# Acrylic Paintings by Buck Roberts



## Buck

Some of my canvas originals. Acrylic brush and knife. Some acrylic spray paint.


----------



## Mike

Wow, Buck! Those are very impressive. How long does a painting like the first one take you to do? How long have you been painting for?


----------



## Buck

The Sylvester Stallone took somewhere in the neighborhood of 40-45 hours to complete.

I took up painting seriously in March of 2010.


----------



## jeremy johnson ink

great work!! i am a huge fan of art, its nice to see people putting in the work


----------



## cassiopeia

LOVE these. The Stallone was is all together incredible. I think it would be cool to add a solid color background to him. Just an opinion. You did a great job on the second one too. (Alyssa Milano, I think?) Especially on her mouth and teeth. Nice work.


----------



## Terminator9217

Wow buck nice job. I am trying out Water color myself and then Acrylic. I am also painting portraits and what ever I decide at the timIe. I painted Shannon Dorothy, Patric Swecy and Bob Dylon. I have painted other faces just to make up something. But all these are done in Oil. I also did charcoal portraits of faces I made up, except for Tyler and i forgot the name of the other fella but they are together on the same drawing and they are from Arosmith group. I still don't know how to post anything on this forum or any other forum for that matter, but hay that's a good job, keep it up.


----------



## Buck

Upload your images to photobucket or another image hosting site.

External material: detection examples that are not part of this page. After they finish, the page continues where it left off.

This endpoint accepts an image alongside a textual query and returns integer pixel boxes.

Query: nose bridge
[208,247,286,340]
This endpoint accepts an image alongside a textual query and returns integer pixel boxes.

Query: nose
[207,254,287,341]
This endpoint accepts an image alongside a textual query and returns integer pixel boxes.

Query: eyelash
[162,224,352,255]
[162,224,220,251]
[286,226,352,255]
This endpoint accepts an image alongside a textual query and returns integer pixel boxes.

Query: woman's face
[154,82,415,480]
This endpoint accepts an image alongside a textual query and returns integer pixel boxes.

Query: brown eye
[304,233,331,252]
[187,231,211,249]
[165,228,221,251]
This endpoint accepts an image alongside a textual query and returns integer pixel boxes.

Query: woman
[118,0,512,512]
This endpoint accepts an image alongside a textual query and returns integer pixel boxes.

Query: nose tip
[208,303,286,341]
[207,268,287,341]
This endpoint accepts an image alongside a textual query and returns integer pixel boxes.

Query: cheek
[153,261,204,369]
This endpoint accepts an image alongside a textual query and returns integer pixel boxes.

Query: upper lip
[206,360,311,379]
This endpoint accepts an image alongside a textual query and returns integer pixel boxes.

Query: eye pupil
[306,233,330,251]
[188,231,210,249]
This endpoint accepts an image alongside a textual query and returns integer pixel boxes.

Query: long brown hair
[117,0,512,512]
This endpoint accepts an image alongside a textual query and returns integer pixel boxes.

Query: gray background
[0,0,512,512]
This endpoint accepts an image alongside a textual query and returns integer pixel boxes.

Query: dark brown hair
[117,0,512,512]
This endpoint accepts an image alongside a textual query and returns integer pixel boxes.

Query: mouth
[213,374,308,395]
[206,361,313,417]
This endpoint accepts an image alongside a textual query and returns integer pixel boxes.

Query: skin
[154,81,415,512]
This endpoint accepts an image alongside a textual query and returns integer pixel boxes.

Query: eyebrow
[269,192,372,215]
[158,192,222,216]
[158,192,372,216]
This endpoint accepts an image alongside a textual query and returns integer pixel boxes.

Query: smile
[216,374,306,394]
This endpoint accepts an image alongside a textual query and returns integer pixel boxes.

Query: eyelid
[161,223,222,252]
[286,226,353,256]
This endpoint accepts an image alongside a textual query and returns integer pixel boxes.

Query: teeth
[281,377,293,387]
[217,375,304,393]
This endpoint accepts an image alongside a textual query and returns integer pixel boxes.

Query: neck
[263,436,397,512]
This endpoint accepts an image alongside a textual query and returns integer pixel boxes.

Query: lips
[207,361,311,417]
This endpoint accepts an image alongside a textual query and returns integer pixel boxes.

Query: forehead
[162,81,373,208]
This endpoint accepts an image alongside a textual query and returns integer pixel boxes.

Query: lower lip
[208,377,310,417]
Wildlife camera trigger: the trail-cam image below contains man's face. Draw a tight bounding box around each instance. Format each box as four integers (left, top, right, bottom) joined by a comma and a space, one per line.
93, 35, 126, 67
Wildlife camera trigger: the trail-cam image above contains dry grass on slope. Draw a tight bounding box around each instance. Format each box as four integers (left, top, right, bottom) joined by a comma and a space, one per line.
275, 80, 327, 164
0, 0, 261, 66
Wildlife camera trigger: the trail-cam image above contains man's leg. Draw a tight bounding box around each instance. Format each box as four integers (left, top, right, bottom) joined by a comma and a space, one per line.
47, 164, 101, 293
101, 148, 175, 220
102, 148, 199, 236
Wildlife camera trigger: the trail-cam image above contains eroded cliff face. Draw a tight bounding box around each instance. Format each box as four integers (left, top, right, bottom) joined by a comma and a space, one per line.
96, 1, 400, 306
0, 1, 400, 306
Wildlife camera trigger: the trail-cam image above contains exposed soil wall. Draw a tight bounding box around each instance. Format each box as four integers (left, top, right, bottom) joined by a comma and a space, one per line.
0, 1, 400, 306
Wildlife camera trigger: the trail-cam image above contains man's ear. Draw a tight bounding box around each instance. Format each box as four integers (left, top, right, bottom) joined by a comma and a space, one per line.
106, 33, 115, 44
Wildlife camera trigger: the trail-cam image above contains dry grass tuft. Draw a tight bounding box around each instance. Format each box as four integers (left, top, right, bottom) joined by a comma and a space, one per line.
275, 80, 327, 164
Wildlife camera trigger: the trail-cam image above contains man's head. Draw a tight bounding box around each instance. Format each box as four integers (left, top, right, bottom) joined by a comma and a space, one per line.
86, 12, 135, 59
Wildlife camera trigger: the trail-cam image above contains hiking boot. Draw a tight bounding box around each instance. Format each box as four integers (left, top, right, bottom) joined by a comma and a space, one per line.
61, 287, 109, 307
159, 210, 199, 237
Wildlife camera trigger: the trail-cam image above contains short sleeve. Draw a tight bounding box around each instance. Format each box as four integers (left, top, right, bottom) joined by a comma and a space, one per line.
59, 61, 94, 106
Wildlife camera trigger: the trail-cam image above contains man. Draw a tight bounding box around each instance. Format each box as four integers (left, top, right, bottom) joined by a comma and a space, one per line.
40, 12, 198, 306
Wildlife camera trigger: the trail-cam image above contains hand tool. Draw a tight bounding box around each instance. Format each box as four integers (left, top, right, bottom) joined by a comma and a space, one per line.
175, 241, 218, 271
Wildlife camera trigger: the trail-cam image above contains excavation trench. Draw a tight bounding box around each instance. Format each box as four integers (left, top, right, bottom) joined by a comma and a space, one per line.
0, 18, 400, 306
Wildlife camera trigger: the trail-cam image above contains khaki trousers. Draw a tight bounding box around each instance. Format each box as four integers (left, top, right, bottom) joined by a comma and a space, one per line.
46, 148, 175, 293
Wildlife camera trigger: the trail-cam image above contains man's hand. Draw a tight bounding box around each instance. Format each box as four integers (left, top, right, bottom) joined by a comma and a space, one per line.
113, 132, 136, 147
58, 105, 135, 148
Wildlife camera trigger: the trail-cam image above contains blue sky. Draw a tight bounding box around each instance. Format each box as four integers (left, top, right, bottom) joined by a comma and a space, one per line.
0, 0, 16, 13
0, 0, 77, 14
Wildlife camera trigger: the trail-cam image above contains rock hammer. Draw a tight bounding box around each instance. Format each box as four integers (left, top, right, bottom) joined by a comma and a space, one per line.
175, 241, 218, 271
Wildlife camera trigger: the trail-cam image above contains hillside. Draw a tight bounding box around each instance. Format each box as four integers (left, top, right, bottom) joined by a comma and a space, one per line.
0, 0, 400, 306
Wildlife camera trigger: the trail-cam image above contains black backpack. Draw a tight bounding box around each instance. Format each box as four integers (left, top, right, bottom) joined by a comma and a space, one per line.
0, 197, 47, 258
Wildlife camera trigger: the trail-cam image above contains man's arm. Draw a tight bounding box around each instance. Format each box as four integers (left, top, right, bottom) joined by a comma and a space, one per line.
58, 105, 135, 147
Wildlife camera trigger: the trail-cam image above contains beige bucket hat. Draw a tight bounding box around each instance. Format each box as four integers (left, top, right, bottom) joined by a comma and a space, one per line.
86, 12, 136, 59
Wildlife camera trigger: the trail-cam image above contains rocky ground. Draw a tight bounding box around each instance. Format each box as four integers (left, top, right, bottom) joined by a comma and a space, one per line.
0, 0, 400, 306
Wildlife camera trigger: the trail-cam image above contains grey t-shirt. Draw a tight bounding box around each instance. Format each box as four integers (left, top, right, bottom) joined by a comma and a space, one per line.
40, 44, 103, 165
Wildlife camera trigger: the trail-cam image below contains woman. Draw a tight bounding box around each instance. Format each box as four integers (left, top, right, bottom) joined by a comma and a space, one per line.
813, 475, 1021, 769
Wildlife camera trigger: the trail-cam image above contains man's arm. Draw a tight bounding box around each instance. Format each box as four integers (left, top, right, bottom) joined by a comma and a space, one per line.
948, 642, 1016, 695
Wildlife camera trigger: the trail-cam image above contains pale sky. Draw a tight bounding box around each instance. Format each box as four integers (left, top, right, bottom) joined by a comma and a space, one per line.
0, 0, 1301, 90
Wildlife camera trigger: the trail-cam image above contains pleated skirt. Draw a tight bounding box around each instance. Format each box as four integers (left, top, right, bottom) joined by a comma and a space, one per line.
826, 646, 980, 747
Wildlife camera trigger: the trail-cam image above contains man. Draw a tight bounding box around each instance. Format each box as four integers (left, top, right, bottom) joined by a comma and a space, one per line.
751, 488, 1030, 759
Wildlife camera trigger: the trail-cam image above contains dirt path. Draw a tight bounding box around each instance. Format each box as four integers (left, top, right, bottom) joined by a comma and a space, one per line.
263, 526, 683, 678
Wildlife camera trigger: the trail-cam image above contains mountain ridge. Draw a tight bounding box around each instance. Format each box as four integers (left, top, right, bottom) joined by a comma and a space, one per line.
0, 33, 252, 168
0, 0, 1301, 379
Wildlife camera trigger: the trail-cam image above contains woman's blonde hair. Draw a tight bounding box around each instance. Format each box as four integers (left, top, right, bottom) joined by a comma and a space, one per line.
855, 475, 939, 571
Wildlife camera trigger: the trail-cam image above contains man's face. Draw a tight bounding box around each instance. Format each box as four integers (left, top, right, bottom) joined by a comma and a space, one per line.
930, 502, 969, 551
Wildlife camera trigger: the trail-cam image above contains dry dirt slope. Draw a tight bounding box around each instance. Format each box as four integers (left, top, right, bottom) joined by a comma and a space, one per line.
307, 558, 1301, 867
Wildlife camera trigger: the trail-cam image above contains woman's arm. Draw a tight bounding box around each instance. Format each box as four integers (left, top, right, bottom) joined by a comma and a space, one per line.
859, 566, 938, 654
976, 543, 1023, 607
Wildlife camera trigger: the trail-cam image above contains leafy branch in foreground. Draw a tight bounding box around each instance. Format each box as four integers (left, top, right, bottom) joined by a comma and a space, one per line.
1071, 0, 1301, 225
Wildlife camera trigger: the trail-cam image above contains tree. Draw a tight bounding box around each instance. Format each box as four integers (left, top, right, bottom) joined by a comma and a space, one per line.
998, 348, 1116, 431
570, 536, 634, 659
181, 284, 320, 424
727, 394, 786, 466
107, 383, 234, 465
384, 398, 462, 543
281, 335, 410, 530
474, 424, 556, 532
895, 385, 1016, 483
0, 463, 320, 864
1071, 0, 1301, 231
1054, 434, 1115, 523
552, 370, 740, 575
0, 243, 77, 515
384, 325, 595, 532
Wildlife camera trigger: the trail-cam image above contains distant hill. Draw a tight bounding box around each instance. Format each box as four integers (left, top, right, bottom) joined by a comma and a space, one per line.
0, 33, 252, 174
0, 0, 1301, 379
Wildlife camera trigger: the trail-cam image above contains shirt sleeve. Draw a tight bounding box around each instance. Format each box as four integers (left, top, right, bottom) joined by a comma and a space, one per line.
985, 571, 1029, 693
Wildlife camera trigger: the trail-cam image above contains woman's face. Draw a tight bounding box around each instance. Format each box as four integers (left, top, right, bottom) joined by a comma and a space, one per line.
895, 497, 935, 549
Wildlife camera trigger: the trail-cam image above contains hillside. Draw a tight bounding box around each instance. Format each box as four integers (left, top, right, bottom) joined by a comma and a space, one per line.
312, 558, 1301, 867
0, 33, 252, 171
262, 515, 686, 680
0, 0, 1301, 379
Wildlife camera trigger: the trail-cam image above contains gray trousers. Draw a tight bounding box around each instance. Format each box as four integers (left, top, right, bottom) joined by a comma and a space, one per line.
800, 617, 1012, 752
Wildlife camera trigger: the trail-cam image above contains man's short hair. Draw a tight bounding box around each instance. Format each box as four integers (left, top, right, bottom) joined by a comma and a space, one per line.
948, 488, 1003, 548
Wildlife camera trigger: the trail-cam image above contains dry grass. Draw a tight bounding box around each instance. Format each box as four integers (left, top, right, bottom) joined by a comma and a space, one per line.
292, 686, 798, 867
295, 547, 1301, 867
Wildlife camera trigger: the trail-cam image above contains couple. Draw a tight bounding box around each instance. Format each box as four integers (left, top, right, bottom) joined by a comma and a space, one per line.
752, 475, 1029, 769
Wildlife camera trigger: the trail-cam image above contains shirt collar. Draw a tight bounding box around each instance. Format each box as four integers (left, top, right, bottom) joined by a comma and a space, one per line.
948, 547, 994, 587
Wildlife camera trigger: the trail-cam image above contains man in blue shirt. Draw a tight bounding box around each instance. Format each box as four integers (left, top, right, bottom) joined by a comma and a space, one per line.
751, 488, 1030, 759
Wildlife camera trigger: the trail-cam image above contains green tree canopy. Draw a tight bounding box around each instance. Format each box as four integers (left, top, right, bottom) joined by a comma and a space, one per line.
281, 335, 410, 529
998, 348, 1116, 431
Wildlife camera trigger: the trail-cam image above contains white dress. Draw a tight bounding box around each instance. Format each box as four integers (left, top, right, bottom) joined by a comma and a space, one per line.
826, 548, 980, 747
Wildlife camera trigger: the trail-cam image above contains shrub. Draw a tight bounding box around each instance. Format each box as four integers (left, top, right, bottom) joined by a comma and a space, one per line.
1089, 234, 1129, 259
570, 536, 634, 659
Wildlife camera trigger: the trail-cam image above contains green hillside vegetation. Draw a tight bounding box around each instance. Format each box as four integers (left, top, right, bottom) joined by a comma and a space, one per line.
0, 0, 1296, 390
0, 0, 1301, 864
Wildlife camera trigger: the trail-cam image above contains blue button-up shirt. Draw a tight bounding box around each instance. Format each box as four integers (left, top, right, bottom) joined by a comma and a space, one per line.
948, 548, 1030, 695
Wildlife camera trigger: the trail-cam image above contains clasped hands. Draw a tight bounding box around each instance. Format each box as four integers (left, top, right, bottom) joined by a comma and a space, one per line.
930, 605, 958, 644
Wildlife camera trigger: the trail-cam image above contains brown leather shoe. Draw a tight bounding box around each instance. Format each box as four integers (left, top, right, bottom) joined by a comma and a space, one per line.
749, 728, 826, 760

Hotlink them using the share option. Copy and paste the code from in share options. It's easy. For bulletin bored like this one it will be the BB code option. Other forums allow HTML in their posts.


----------



## Buck

cassiopeia said:


> LOVE these. The Stallone was is all together incredible. I think it would be cool to add a solid color background to him. Just an opinion. You did a great job on the second one too. (Alyssa Milano, I think?) Especially on her mouth and teeth. Nice work.


Using a solid color background on really makes monochromatic images pop off the canvas. I used an acrylic spray paint for most of this one. The Stallone I wanted to give a really serious look so I did in greyscale only.


----------



## DLeeG

Buck said:


> I took up painting seriously in March of 2010.


 Wow!!

Can I ask how old you are? I only ask besause you've been painting seriously for less than a year.


----------



## Buck

I'm 32 years old.


----------



## PencilMeIn

Excellent work! I love the use of color in the second one and the striking orange background. You've captured the essence of each one perfectly. Beautiful job!


----------



## fhyde

That is some amazing work! I really want to work more acrylic with knives now...that's a very clean look.


----------